Now the query for the news feed is:
SELECT posts.*, feed_items.relevance_score FROM posts
INNER JOIN feed_items ON feed_items.post_id = posts.id
WHERE feed_items.user_id = 'my_user_id'
ORDER by feed_items.relevance_score DESC
LIMIT 50;This query more easily scales with a compound index on feed_items.user_id and relevance_score. It lets us fetch the appropriate posts from a single, contiguous segment of the index. We also defer the need to add a caching tier like Redis or Memcache as well.
The point is not simply to fanout on write rather than fanout on read—it’s that planning ahead to make your important access patterns fast and scalable can save significant rework later. It’s become one of my favorite topics to dive into during system design reviews: does the engineer have a reasonable understanding of how their data access performance will scale with usage?

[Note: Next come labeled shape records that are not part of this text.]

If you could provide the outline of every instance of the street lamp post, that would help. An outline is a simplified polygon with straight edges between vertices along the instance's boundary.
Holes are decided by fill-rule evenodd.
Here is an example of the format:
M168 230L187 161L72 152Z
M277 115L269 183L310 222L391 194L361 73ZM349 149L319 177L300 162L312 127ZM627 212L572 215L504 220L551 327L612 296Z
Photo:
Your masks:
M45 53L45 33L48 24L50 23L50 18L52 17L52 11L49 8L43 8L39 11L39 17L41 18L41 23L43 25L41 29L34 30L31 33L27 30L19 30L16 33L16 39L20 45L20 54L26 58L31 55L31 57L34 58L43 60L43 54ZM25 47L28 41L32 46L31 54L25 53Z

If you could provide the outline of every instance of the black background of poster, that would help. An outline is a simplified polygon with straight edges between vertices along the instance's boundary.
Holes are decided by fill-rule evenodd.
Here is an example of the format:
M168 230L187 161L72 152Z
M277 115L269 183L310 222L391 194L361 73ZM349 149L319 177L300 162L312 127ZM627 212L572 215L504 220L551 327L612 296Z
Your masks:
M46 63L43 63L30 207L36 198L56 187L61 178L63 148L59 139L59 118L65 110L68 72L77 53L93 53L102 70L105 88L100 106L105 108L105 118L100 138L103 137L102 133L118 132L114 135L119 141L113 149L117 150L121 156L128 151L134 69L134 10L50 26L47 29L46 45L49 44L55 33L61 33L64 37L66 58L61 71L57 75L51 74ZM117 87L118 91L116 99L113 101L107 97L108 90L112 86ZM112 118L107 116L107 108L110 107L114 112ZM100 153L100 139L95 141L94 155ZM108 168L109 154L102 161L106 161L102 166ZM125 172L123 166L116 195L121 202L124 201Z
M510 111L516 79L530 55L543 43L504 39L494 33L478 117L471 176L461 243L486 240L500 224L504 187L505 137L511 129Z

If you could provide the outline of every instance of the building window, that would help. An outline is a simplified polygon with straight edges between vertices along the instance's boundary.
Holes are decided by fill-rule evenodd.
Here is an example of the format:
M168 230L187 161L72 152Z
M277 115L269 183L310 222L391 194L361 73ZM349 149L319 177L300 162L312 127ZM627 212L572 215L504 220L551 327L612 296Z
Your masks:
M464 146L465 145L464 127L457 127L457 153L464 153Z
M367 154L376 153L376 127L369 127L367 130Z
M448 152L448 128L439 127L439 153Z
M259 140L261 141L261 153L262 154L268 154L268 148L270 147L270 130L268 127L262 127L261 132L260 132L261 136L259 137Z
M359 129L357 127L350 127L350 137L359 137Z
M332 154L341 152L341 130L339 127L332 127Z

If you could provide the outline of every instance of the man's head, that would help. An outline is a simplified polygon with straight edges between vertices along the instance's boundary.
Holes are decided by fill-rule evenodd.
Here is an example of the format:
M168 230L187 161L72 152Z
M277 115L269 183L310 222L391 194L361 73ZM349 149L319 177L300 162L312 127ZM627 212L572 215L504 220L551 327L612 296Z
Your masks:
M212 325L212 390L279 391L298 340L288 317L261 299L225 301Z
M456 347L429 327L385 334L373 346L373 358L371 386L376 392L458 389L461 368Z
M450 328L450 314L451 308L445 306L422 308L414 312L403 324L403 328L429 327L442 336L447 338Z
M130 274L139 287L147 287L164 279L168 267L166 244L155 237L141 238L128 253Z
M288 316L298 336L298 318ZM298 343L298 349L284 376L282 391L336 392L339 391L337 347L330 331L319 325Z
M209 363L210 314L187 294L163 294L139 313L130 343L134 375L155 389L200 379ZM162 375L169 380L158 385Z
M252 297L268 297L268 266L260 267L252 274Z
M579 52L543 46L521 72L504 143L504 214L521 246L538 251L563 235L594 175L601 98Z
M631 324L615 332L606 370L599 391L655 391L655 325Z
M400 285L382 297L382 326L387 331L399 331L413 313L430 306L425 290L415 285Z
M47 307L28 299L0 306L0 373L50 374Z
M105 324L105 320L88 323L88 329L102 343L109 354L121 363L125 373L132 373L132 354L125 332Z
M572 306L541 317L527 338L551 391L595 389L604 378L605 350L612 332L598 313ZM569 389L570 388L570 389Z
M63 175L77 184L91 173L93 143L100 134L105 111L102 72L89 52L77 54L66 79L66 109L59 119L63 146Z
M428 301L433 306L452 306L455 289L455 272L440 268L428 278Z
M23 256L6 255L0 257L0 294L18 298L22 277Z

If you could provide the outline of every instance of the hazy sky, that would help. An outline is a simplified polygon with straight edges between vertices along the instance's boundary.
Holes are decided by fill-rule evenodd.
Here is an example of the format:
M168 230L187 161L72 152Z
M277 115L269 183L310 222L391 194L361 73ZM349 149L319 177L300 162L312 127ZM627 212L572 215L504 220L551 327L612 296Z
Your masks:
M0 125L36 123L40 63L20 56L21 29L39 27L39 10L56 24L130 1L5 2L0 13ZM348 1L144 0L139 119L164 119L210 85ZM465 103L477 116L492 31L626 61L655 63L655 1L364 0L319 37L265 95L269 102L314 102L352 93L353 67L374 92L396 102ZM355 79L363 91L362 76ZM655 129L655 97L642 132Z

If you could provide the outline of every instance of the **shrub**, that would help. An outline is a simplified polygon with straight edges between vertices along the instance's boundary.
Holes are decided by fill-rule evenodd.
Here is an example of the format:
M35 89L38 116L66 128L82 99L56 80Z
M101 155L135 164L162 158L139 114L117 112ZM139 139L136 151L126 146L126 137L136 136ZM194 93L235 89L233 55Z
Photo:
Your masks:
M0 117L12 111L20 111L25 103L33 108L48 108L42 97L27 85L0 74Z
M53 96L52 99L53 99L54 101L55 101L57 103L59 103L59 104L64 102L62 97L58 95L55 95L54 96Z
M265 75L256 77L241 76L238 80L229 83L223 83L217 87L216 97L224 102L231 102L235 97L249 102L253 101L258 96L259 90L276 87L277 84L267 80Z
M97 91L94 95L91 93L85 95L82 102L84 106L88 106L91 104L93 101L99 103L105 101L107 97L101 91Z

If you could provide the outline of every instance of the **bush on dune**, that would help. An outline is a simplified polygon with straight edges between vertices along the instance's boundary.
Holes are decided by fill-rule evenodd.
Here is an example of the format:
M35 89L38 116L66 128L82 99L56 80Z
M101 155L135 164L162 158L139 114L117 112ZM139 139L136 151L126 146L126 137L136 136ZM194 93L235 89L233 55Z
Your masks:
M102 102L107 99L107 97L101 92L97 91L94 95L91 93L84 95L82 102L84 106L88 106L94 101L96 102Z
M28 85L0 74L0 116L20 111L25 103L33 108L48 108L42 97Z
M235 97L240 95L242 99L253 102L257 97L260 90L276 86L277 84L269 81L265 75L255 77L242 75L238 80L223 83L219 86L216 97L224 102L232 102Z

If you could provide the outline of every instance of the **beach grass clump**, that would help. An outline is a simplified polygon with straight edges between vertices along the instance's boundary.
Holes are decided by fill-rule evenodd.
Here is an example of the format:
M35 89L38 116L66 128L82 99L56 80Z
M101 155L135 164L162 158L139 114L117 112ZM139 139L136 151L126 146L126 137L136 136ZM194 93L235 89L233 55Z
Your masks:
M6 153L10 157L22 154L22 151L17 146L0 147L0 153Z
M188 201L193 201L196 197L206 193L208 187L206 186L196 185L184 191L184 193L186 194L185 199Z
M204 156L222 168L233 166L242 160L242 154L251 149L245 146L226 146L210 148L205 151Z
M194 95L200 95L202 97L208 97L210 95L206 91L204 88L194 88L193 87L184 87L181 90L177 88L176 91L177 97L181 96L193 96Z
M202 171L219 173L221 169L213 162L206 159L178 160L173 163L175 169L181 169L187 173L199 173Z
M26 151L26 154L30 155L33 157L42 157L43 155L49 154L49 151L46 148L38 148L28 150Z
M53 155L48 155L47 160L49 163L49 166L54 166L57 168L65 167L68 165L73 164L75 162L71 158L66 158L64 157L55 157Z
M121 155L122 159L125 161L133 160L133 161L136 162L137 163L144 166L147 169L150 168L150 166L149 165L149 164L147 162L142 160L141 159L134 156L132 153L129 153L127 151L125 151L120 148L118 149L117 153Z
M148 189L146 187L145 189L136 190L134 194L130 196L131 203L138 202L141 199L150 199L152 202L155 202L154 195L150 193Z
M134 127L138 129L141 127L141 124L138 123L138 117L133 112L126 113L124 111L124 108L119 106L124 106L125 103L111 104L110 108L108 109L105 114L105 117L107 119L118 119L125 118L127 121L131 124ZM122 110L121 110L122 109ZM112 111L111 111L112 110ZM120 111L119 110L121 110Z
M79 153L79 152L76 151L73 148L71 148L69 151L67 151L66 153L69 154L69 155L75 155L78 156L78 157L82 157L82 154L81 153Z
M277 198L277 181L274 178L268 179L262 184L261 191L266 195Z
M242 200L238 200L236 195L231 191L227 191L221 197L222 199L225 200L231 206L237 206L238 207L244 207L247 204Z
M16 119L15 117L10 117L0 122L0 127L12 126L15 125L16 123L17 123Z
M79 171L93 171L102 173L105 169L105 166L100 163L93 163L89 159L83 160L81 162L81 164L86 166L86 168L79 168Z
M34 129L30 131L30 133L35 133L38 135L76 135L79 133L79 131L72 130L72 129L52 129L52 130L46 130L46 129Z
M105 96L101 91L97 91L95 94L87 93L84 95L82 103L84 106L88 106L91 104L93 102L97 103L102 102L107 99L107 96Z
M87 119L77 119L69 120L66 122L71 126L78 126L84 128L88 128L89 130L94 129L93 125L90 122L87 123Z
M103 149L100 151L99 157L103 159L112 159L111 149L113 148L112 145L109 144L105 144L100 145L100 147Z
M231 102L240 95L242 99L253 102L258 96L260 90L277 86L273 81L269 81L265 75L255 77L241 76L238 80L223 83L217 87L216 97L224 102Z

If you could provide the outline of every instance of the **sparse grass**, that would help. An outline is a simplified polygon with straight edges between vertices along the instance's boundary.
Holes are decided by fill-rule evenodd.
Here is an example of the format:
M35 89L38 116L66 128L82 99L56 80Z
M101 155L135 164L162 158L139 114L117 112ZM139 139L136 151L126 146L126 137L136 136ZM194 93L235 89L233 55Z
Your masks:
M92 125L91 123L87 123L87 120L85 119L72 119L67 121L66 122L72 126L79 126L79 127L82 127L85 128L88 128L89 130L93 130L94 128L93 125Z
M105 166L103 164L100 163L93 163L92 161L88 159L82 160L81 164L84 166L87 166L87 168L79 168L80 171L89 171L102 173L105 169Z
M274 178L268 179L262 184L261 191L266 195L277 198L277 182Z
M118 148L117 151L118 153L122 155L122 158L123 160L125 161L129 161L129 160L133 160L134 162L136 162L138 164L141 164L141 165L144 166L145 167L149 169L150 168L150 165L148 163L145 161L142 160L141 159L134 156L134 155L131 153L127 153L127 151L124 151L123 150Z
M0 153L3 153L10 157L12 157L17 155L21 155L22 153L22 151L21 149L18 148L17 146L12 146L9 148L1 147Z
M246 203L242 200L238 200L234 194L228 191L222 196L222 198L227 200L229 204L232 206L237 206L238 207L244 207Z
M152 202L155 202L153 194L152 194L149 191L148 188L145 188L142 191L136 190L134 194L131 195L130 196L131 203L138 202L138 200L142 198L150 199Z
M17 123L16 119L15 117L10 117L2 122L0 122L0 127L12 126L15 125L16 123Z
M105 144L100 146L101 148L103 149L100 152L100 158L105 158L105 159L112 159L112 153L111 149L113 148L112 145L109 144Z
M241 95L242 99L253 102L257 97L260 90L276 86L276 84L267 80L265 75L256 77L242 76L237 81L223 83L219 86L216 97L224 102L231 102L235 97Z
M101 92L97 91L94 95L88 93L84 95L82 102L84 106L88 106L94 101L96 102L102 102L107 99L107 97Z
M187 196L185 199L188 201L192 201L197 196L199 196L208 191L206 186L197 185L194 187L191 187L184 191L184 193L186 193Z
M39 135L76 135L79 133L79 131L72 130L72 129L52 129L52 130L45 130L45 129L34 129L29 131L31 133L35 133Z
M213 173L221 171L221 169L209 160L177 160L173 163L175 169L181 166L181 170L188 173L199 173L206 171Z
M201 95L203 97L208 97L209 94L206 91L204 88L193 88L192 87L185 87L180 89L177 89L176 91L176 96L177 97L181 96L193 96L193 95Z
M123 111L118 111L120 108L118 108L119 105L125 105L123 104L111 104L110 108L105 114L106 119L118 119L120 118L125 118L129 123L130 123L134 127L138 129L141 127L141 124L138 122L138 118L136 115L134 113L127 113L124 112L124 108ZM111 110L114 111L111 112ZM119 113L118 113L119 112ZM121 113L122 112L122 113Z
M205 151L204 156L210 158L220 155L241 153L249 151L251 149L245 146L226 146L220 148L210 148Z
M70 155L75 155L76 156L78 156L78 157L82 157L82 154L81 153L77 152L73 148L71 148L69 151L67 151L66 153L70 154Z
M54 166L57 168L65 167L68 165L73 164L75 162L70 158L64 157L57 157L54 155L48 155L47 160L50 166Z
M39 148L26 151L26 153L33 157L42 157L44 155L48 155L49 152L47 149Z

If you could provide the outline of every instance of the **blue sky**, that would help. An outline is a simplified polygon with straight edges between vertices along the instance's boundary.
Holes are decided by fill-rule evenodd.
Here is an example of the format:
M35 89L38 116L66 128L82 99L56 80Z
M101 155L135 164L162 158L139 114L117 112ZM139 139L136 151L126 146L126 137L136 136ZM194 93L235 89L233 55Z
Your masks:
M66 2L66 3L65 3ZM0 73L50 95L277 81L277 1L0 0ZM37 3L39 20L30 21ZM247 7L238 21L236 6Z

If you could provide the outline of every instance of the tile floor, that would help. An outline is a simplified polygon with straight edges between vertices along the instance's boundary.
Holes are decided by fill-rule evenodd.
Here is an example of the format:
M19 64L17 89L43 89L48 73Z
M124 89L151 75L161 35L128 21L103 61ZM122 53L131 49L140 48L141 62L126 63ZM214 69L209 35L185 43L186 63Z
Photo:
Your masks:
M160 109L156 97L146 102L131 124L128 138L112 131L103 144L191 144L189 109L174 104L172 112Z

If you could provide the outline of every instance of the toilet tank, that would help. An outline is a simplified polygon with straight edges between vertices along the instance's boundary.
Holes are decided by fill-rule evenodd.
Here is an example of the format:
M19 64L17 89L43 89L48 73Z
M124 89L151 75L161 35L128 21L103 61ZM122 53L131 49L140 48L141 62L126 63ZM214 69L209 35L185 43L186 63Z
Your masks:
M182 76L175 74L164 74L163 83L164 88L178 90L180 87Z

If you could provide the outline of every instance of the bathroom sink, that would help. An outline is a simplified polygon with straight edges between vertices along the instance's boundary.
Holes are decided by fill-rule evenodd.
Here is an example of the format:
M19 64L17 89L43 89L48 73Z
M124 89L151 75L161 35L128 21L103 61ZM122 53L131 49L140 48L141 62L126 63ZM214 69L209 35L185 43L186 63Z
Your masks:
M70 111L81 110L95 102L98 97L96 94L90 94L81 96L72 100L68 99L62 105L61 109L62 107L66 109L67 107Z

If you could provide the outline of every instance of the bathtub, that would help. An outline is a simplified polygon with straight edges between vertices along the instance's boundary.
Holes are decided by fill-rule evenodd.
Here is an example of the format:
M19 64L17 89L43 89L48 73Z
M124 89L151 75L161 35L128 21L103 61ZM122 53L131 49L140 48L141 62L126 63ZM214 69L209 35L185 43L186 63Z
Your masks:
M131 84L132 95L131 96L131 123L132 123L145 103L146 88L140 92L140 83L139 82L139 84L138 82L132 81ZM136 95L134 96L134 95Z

Developer affordances and NoSQL
One advantage of NoSQL wide-column data stores like AWS DynamoDB and Apache Cassandra is to force developers to implement scalable queries. Scalable queries require a partition key, and don’t support joins.
DynamoDB drives home this developer affordance with distinct API methods. Use GetItem for scalable, performance-sensitive queries. And in the rare cases you need to operate over an arbitrarily large portion of your data set, use Scan.
In contrast, SQL does not have such conspicuous affordances for developers to know if their query is scalable. The massive performance difference between the two queries above is easy to miss. Developers would need to have an intuitive understanding of their data volume, or run EXPLAIN commands as an extra step. Arguably, SQL’s big advantage is that it lets authors create complex ad hoc queries. This is fantastic for analytics, reporting, and data exploration where users are less sensitive to latency. But it can confound developers who want their queries to scale gracefully.
In summary
- When designing a new system, consider an access-oriented DB design that ensures important queries will scale gracefully with data volume and concurrent usage.
- Consider whether a schema change will let you keep using your primary data store without needing the architectural and operational complexity of a secondary cache.
- Consider how you can build affordances in your API to encourage fast, scalable queries, and discourage slow, complex ones.